Consigue abrir la puerta, al fin. De inmediato, el olor a madera la envuelve y se le viene a la mente un recuerdo de algo reconfortante de su infancia: un fuego chisporroteando, una taza de chocolate caliente con nata montada, ella sentada sobre las piernas de su hermana mientras le lee un cuento.

Aliviada por entrar en calor, está a punto de echarse a llorar.

Miércoles, 11 de diciembre

8

Ya son más de las doce cuando Hanna sale de la cama y entra en la cocina, vestida con su viejo pijama desaliñado.

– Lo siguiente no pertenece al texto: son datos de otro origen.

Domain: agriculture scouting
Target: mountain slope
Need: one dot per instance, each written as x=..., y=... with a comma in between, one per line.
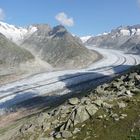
x=58, y=47
x=11, y=54
x=124, y=38
x=16, y=34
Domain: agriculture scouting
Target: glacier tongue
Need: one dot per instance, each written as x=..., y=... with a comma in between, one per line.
x=16, y=34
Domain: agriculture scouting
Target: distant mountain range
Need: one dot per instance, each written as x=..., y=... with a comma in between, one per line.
x=55, y=46
x=123, y=38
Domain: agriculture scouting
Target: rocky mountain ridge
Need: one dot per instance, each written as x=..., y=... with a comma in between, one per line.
x=110, y=103
x=124, y=38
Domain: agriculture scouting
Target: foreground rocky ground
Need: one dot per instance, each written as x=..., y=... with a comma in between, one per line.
x=111, y=111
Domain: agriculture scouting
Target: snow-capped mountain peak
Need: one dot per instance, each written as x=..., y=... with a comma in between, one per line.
x=16, y=34
x=85, y=38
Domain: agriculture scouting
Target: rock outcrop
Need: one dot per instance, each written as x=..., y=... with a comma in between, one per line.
x=58, y=47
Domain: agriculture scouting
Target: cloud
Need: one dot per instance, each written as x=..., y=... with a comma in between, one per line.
x=64, y=19
x=2, y=14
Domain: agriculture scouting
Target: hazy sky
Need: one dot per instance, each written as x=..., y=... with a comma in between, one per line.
x=81, y=17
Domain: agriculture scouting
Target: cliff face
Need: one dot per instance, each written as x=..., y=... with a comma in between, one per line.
x=11, y=54
x=122, y=38
x=58, y=47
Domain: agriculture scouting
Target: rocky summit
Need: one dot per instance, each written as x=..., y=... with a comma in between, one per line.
x=92, y=116
x=123, y=38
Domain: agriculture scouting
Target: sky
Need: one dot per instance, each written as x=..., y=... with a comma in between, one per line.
x=80, y=17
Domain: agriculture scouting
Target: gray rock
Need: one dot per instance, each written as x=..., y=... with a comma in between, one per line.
x=81, y=115
x=106, y=105
x=73, y=101
x=91, y=109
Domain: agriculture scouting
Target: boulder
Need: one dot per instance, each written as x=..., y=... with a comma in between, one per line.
x=91, y=109
x=73, y=101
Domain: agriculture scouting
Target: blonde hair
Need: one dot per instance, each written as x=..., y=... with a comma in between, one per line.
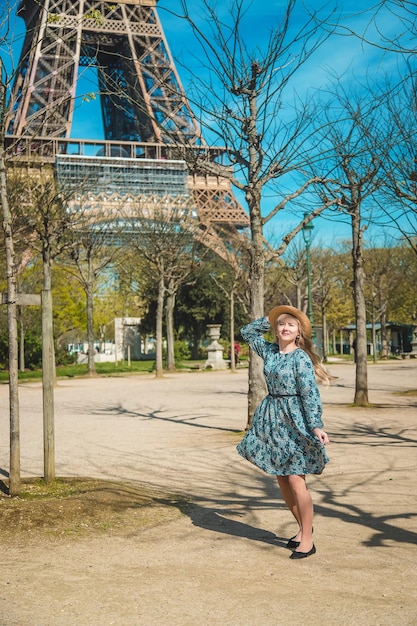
x=322, y=375
x=304, y=342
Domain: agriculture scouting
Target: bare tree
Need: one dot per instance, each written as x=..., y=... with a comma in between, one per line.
x=14, y=482
x=266, y=146
x=358, y=141
x=167, y=235
x=93, y=247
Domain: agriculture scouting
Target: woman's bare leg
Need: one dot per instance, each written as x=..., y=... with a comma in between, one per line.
x=304, y=506
x=289, y=499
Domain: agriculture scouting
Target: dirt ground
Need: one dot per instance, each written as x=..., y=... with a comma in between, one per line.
x=178, y=530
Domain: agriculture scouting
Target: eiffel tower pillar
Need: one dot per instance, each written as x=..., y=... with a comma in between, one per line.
x=145, y=112
x=140, y=92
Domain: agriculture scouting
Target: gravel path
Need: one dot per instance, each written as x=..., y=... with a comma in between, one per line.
x=224, y=562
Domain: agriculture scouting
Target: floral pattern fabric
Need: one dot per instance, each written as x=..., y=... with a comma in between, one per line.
x=280, y=440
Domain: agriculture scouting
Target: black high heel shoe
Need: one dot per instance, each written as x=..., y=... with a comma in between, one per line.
x=291, y=544
x=303, y=555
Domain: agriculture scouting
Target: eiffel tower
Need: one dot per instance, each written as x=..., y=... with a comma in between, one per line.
x=145, y=112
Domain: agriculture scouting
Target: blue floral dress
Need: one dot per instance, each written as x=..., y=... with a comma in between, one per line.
x=281, y=440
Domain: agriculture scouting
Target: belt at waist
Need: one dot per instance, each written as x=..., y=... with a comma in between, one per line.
x=283, y=395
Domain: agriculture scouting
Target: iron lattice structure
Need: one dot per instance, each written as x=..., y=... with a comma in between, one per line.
x=145, y=111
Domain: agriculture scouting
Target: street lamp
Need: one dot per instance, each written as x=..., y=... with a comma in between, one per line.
x=307, y=236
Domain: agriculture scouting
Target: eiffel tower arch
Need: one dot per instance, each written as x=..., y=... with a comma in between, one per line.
x=145, y=112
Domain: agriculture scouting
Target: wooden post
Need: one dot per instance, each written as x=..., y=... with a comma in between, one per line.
x=48, y=386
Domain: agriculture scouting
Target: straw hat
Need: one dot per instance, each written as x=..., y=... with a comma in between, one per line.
x=283, y=309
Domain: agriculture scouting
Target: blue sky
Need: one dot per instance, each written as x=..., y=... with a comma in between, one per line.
x=340, y=56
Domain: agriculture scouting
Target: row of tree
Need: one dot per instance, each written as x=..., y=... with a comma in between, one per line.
x=348, y=152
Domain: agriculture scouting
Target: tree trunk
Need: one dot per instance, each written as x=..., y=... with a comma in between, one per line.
x=170, y=306
x=90, y=320
x=48, y=387
x=14, y=471
x=256, y=390
x=21, y=341
x=159, y=317
x=361, y=383
x=232, y=332
x=384, y=338
x=48, y=370
x=325, y=337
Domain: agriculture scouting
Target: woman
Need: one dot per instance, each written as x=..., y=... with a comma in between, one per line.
x=286, y=437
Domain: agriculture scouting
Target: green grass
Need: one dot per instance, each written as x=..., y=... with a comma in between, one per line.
x=102, y=369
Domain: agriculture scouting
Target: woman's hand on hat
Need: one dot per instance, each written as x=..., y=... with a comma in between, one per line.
x=321, y=435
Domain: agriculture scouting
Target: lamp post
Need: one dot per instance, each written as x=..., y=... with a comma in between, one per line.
x=307, y=236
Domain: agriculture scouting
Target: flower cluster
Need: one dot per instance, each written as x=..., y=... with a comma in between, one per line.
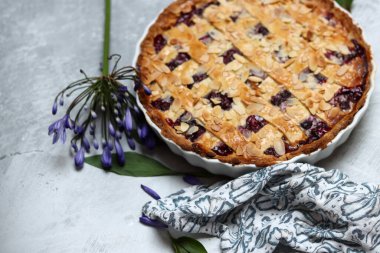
x=102, y=113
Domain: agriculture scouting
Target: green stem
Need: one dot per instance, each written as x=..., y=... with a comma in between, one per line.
x=106, y=45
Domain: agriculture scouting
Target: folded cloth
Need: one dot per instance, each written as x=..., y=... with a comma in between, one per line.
x=298, y=205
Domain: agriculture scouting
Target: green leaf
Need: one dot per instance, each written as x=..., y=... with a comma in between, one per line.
x=138, y=165
x=187, y=245
x=345, y=4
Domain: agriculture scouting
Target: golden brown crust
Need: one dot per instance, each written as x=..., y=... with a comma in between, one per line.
x=154, y=72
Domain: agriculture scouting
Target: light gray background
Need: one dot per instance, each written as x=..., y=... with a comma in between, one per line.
x=48, y=206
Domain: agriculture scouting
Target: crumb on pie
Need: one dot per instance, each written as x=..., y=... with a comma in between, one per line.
x=253, y=81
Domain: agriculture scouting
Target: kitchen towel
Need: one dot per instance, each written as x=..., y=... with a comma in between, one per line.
x=298, y=205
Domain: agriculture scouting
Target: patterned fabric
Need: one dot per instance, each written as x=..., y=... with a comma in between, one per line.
x=298, y=205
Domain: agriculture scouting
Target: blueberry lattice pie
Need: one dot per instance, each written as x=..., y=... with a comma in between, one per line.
x=253, y=81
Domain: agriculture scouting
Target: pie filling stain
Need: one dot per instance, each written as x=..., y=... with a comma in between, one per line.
x=193, y=131
x=345, y=97
x=217, y=98
x=271, y=151
x=253, y=123
x=163, y=104
x=206, y=39
x=281, y=56
x=222, y=149
x=280, y=98
x=159, y=43
x=228, y=56
x=261, y=29
x=303, y=76
x=315, y=128
x=197, y=78
x=180, y=59
x=187, y=17
x=356, y=51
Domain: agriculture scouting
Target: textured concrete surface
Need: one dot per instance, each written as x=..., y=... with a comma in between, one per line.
x=48, y=206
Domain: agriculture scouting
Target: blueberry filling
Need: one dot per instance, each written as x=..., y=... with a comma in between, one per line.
x=217, y=98
x=345, y=96
x=289, y=147
x=159, y=43
x=180, y=59
x=315, y=128
x=199, y=77
x=330, y=17
x=271, y=151
x=234, y=17
x=321, y=79
x=280, y=98
x=187, y=17
x=194, y=136
x=222, y=149
x=200, y=10
x=228, y=56
x=206, y=39
x=163, y=104
x=281, y=56
x=253, y=123
x=258, y=72
x=335, y=56
x=357, y=51
x=260, y=29
x=194, y=131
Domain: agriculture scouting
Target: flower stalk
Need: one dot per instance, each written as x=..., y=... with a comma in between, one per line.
x=104, y=109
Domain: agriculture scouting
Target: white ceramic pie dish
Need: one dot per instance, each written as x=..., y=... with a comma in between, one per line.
x=217, y=167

Las habitaciones de invitados de Lydia no están nada mal. Hay cuatro en la planta baja, tres de ellas con unas amplias camas de matrimonio. Hanna escogió la habitación situada en la esquina este, decorada en tonos rojos, marrones y naranjas, con unas vistas espectaculares hacia el lago.

Ha dormido fatal, a pesar de la comodidad de la cama: se ha despertado varias veces y se ha dado cuenta de que estaba llorando en sueños.

Se dirige hacia la máquina de Nespresso y pulsa el botón para hacerse un café extrafuerte. Encuentra pan y un montón de comida en el congelador. Está repleto de carne, pescado y verduras; incluso hay unos rollitos de canela caseros. En la nevera hay mermelada, caviar de la marca Kalles y otros productos para untar con fechas de caducidad muy lejanas. Encuentra una caja de huevos en lo alto del frigo. Por supuesto que hay huevos, a pesar de que la casa debería estar vacía.

Lydia le comentó que estaba bien equipada. Hanna no puede evitar sonreír al pensar en su hermana, la persona más organizada del mundo.

Se prepara dos sándwiches, se sienta a la mesa y enciende la televisión para disipar el silencio.

Se queda mirando a través de los ventanales: el cielo está nublado y la nieve cae con delicadeza. Más arriba, sobre el Renfjället, un halo de luz apenas visible revela el lugar en el que se ha ocultado el sol.